Evaluating Evaluation Metrics: A Framework for Analyzing NLG Evaluation Metrics using Measurement Theory
This addresses a fundamental problem for NLG researchers and practitioners by providing tools to improve metric design and interpretation, though it is incremental in applying established measurement theory to NLG.
The paper tackles the challenge of designing and evaluating evaluation metrics for Natural Language Generation (NLG) by proposing MetricEval, a framework based on measurement theory to assess the reliability and validity of these metrics, identifying issues in existing metrics for summarization.

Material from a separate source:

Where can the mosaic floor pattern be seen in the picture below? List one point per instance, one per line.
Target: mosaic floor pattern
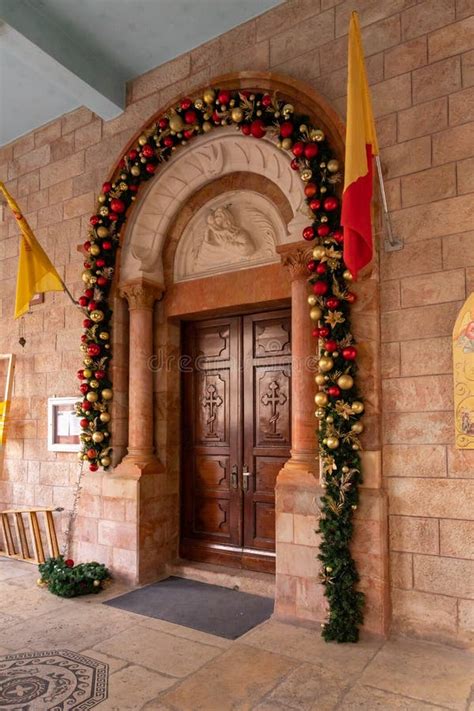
(51, 681)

We address a fundamental challenge in Natural Language Generation (NLG) model evaluation -- the design and evaluation of evaluation metrics. Recognizing the limitations of existing automatic metrics and noises from how current human evaluation was conducted, we propose MetricEval, a framework informed by measurement theory, the foundation of educational test design, for conceptualizing and evaluating the reliability and validity of NLG evaluation metrics. The framework formalizes the source of measurement error and offers statistical tools for evaluating evaluation metrics based on empirical data. With our framework, one can quantify the uncertainty of the metrics to better interpret the result. To exemplify the use of our framework in practice, we analyzed a set of evaluation metrics for summarization and identified issues related to conflated validity structure in human-eval and reliability in LLM-based metrics. Through MetricEval, we aim to promote the design, evaluation, and interpretation of valid and reliable metrics to advance robust and effective NLG models.